Why can't the practice of medicine be more like a widget factory or running an airline?

Perhaps goaded on- in part by the urging of insurers and third party payers to save money- we are from time to time treated to a commentary by a giant or would be giant of industry or business to instruct the generally hapless medical profession about how to run a railroad.

When the extremely competent and accomplished Andy Grove on Intel editorialized on this topic in JAMA , Roy Poses of Health Care Renewal responded with a post worth reading and which more than suggested that Mr. Grove may not know much of the doctor business.

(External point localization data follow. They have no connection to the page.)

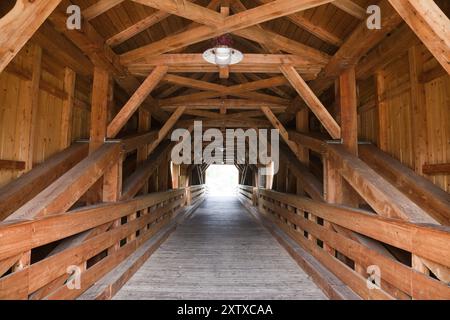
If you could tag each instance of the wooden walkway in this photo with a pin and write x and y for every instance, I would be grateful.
(221, 252)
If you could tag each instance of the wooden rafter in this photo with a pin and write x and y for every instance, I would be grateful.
(238, 104)
(312, 101)
(20, 24)
(135, 101)
(312, 28)
(93, 45)
(99, 8)
(351, 8)
(430, 24)
(235, 22)
(356, 46)
(166, 128)
(241, 90)
(277, 125)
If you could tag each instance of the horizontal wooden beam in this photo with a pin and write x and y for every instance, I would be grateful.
(12, 164)
(232, 23)
(351, 8)
(430, 24)
(309, 141)
(383, 197)
(20, 24)
(312, 101)
(135, 101)
(99, 8)
(435, 169)
(306, 24)
(252, 63)
(231, 104)
(423, 192)
(360, 41)
(66, 190)
(27, 186)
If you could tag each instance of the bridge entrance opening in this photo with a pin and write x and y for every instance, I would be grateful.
(222, 180)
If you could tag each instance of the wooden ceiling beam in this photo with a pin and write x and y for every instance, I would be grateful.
(227, 123)
(216, 90)
(249, 86)
(93, 45)
(386, 52)
(272, 42)
(20, 24)
(138, 27)
(282, 130)
(430, 24)
(351, 8)
(356, 46)
(274, 39)
(186, 10)
(252, 63)
(273, 10)
(99, 8)
(312, 101)
(135, 101)
(250, 59)
(166, 128)
(318, 31)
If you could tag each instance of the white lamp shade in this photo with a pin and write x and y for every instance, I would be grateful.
(223, 56)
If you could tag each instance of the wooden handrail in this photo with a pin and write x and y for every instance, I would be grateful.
(426, 241)
(23, 236)
(27, 186)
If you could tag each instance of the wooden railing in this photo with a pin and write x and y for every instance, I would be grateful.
(310, 222)
(98, 254)
(247, 194)
(194, 194)
(46, 240)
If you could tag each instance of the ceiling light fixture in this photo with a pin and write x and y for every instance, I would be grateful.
(223, 54)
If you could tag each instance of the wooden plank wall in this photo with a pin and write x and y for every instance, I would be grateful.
(400, 141)
(14, 92)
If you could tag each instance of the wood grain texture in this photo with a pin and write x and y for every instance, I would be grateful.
(220, 253)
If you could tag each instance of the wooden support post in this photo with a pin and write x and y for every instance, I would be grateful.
(348, 108)
(99, 118)
(176, 170)
(112, 191)
(67, 108)
(302, 125)
(381, 109)
(163, 176)
(144, 125)
(99, 113)
(419, 108)
(31, 112)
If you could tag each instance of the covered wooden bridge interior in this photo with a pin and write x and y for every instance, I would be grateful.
(88, 192)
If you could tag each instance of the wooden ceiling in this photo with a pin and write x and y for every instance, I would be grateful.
(128, 25)
(285, 43)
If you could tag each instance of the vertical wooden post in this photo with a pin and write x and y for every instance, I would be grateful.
(32, 107)
(349, 114)
(67, 108)
(99, 119)
(419, 109)
(99, 108)
(163, 175)
(112, 191)
(302, 125)
(144, 125)
(281, 177)
(176, 176)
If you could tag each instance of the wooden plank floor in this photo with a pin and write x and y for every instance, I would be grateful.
(220, 252)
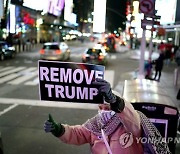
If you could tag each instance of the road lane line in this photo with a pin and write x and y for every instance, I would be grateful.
(87, 106)
(6, 68)
(12, 71)
(8, 109)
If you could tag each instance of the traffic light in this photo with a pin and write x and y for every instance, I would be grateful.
(3, 23)
(17, 2)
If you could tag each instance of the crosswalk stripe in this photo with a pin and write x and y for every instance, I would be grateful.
(12, 71)
(6, 68)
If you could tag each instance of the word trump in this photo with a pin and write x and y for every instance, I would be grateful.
(69, 84)
(68, 76)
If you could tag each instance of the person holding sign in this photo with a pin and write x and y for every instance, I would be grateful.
(116, 129)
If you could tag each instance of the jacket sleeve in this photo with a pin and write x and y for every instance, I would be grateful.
(76, 135)
(128, 115)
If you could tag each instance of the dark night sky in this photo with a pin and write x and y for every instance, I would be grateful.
(115, 13)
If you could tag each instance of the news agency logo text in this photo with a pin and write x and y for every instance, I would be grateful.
(155, 140)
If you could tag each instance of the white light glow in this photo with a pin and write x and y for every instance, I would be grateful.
(1, 9)
(12, 19)
(68, 10)
(167, 16)
(99, 16)
(36, 4)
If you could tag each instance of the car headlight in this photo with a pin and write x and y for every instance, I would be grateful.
(11, 48)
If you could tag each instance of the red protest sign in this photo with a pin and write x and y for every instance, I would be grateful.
(69, 82)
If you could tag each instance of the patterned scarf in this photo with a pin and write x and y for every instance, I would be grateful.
(158, 145)
(95, 125)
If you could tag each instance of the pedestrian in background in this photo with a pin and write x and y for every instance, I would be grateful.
(158, 66)
(113, 130)
(148, 69)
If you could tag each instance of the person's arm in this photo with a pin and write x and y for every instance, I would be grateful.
(68, 134)
(129, 116)
(76, 135)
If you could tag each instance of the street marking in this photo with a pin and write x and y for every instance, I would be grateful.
(6, 68)
(12, 71)
(8, 109)
(71, 105)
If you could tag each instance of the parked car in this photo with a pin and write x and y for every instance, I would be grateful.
(6, 50)
(55, 51)
(96, 55)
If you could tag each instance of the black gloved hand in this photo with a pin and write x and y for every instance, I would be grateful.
(51, 126)
(105, 90)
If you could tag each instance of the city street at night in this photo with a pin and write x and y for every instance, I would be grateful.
(89, 77)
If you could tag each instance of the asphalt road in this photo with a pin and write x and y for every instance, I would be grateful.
(22, 115)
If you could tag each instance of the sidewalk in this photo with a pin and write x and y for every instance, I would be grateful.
(167, 76)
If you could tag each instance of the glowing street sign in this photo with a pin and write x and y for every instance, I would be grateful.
(99, 16)
(1, 9)
(69, 82)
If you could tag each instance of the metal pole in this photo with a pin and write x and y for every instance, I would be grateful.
(141, 62)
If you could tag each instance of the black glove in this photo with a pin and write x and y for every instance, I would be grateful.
(51, 126)
(105, 90)
(117, 104)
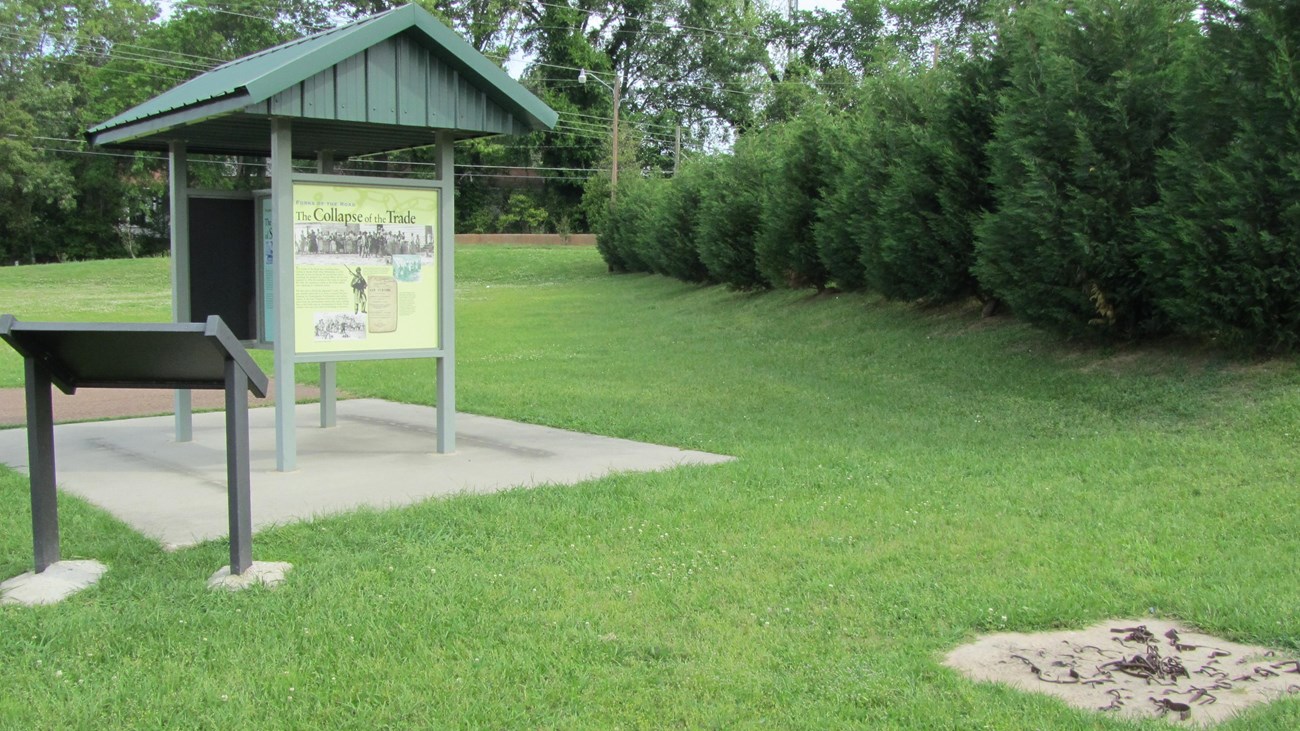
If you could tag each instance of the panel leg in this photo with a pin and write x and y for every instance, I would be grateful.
(40, 466)
(238, 487)
(328, 396)
(183, 416)
(446, 394)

We are often admonished to emulate the principles embodied in the safety practices found in the airline industry and there is truth to be found there. A recent post by Aggravated DocSurg entitled "Fly me to the OR" is a gem -nothing unique there-which makes the point how little being a surgeon has to do with flying an airplane.

2 comments:

Anonymous said...

There are already systems by which an airplane can take off, navigate, and land without the touch of a human hand. That will never be true of surgery (the robots will always be guided) or of any other branch of medicine. Likewise, it will never be possible either to boil the practice down to an algorhythm or to standarize criteria by which meaningful to evaluate the practitioners of it. As desirable as it may be, in therory.

The Independent Urologist said...

I love when "they" bring in the "experts." Do you know who the "expert" was who developed the template for the modern HMO. It was a fellow named Einthoven (not of the triangle fame). Einthoven also developed the winning strategy used in Vietnam, the body count. I love these experts. Who will they bring out next, Big Bird?